Clinical and Translational Science (Jul 2021)

Estimating peptide half‐life in serum from tunable, sequence‐related physicochemical properties

  • Marco Cavaco,
  • Javier Valle,
  • Isabel Flores,
  • David Andreu,
  • Miguel A. R. B. Castanho

DOI
https://doi.org/10.1111/cts.12985
Journal volume & issue
Vol. 14, no. 4
pp. 1349 – 1358

Abstract

Read online

Abstract Proteolytic instability is a critical limitation for peptide‐based products. Although significant efforts are devoted to stabilize sequences against proteases/peptidases in plasma/serum, such approaches tend to be rather empirical, unspecific, time‐consuming, and frequently not cost‐effective. A more rational and potentially rewarding alternative is to identify the chemical grounds of susceptibility to enzymatic degradation of peptides so that proteolytic resistance can be tuned by manipulation of key chemical properties.

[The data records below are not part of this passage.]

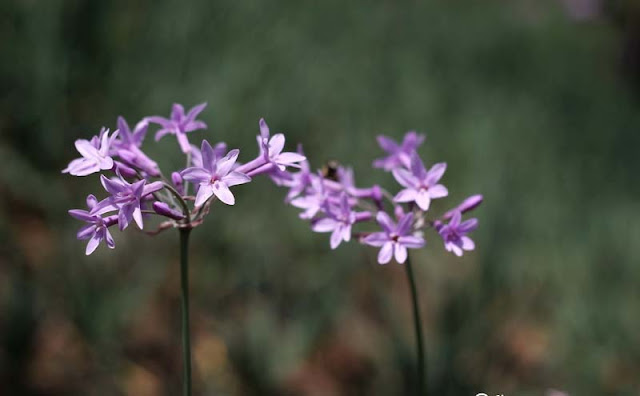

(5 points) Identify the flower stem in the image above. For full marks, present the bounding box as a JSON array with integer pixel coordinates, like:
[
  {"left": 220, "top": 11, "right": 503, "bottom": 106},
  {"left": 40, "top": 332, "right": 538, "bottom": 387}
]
[
  {"left": 180, "top": 228, "right": 191, "bottom": 396},
  {"left": 404, "top": 256, "right": 426, "bottom": 396}
]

In this regard, we conducted a meta‐analysis of literature published over the last decade reporting experimental data on the lifetimes of peptides exposed to proteolytic conditions. Our initial database contained 579 entries and was curated with regard to amino acid sequence, chemical modification, terminal half‐life (t1/2) or other stability readouts, type of stability assay, and biological application of the study. Although the majority of entries in the database corresponded to (slightly or substantially) modified peptides, we chose to focus on unmodified ones, as we aimed to decipher intrinsic characteristics of peptide proteolytic susceptibility. Specifically, we developed a multivariable regression model to unravel those peptide properties with most impact on proteolytic stability and thus potential t1/2 predicting ability. Model validation was done by two different approaches. First, a library of peptides spanning a large interval of properties that modulate stability was synthesized and their t1/2 in human serum were experimentally determined. Second, the t1/2 of 21 selected peptides approved for clinical use or in clinical trials were recorded and matched with the model‐estimated values. With both approaches, good correlation between experimental and predicted t1/2 data was observed.